The Columbia analysis uses a monthly poverty measure that differs from the U.S. official metric, which is published once a year, to determine the real-time effect of pandemic-era aid programs.
The average two-parent, two-child family would be considered poor if their income is less than roughly $2,300 per month, per the Columbia measure.
Changes to the child tax credit
The American Rescue Plan raised the maximum child tax credit to $3,000 or $3,600 per kid, depending on age, which is up from $2,000.
It also offered the tax break to more low-income households and turned the benefit into a monthly income stream. Parents can get up to $250 or $300 a month per child (again, depending on age).
The first installment of payments, issued July 15, reached families with more than 59 million children, according to the U.S. Department of the Treasury.
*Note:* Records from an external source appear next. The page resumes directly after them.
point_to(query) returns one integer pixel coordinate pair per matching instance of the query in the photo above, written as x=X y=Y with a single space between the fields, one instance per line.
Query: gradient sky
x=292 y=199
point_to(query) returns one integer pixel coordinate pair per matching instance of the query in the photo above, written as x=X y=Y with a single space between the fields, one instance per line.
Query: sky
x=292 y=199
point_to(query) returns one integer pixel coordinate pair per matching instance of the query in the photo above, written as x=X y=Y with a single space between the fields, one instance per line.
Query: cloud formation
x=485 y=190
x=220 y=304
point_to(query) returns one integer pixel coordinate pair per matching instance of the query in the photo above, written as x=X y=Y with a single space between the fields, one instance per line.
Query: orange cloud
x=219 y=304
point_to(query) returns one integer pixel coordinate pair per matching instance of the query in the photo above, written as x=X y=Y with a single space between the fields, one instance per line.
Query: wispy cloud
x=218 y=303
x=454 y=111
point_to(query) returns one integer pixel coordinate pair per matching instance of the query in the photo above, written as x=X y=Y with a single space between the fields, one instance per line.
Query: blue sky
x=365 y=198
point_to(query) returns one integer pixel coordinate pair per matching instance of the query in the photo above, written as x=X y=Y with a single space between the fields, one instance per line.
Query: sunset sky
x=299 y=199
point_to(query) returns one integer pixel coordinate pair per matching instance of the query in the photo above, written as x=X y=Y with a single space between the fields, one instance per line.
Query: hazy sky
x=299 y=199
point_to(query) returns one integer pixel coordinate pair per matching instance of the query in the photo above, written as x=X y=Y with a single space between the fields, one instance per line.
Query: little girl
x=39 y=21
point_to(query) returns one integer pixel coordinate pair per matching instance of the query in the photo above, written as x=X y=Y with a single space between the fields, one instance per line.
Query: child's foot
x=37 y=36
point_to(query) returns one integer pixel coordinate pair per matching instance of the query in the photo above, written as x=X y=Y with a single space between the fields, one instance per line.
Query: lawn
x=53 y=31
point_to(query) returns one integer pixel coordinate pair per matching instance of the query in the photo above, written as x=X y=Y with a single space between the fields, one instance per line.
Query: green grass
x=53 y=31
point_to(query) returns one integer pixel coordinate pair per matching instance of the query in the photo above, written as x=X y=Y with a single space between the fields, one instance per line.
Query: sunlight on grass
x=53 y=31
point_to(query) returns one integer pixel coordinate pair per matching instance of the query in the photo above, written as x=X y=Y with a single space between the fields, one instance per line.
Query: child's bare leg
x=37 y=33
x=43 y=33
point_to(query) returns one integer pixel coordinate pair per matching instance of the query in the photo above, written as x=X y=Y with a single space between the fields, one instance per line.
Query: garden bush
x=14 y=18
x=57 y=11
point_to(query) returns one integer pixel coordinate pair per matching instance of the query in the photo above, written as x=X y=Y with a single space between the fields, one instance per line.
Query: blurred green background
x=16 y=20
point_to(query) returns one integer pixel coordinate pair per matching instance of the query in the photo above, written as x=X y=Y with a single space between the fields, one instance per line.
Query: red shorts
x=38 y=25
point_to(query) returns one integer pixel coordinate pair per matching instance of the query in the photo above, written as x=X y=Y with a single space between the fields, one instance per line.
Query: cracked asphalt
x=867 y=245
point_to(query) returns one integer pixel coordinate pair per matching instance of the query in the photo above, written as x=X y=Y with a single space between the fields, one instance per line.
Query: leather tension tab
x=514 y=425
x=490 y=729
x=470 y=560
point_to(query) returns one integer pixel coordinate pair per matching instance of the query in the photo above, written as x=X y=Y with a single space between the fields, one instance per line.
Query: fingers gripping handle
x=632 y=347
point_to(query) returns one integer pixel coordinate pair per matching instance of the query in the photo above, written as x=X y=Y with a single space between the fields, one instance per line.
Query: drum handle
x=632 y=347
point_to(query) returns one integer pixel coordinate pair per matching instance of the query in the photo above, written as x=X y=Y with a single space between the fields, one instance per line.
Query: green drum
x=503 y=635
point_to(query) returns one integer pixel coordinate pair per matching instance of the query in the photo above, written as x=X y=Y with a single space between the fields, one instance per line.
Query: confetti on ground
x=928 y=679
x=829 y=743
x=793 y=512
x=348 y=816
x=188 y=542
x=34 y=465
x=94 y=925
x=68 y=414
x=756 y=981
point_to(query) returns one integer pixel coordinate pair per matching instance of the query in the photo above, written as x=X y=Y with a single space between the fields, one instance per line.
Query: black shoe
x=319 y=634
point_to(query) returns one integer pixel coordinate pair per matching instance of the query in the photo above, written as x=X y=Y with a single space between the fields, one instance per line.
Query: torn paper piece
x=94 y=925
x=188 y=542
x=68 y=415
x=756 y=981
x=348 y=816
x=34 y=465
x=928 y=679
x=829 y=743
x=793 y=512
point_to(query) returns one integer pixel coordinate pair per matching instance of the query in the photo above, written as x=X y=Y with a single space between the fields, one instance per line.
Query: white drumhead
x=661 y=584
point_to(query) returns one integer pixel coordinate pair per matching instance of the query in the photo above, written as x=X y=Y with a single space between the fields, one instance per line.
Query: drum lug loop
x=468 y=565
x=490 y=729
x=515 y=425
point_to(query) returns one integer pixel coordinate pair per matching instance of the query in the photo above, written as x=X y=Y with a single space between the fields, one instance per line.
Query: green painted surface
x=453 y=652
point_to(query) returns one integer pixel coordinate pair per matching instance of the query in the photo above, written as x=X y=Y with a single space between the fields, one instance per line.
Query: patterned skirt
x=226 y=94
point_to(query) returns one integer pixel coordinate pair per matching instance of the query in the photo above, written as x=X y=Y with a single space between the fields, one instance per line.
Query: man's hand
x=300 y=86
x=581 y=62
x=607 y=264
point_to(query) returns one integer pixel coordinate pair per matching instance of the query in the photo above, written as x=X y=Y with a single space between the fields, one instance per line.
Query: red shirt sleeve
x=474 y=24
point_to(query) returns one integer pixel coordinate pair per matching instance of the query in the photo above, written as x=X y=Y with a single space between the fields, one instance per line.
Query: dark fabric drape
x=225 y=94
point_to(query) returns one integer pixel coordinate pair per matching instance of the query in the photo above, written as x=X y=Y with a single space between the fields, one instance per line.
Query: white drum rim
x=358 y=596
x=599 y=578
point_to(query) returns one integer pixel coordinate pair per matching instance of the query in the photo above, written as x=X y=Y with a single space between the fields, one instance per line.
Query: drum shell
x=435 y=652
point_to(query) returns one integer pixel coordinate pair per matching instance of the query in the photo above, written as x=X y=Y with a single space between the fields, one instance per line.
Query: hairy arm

That’s about 80% of all kids in the U.S., according to the Columbia analysis.
Poverty reduction was spread fairly evenly, falling about 20% to 25% across all major racial and ethnic groups. However, Black and Latino children still face twice the rate of monthly poverty relative to white children, according to the Columbia report.
Further reduction?
It’s likely the number of kids in poor households will fall further as more households become aware of the benefit, Parolin said.
The IRS sent payments automatically in July to households for whom it had relevant information, such as annual household income, which determines eligibility and amount of one’s child tax credit.
That data came from recent tax returns, as well as a portal used by Americans who don’t typically file a tax return in order to access pandemic stimulus checks.
The Biden administration also recently opened a child-tax-credit portal for households to enter or update their data. It is reaching out to low-income parents who may not file tax returns to raise awareness of the portal and boost distribution of the monthly credit.
“The potential for the benefit is huge, but only if these children and their families are able to access [it],” Parolin said.
The Biden administration issued a payment to households with 61 million kids in August — about 1.6 million more than in July, the Treasury announced earlier this month. (They received payments for both August and the one missed in July.)
It’s unclear how many American children live in households that qualify for a monthly credit. Parolin estimates more than 2 million or 3 million children haven’t yet gotten a payment but live in households eligible for the benefit.
The American Rescue Plan offered the monthly payments temporarily. They won’t be available next year unless extended by Congress.
Democrats aim to pass legislation this year to continue the payments, part of a broader measure to expand the social safety net for low- and middle-income families. The House passed a $3.5 trillion budget framework on Tuesday, passed by the Senate earlier this month, that paves the way for committees to draft formal legislation.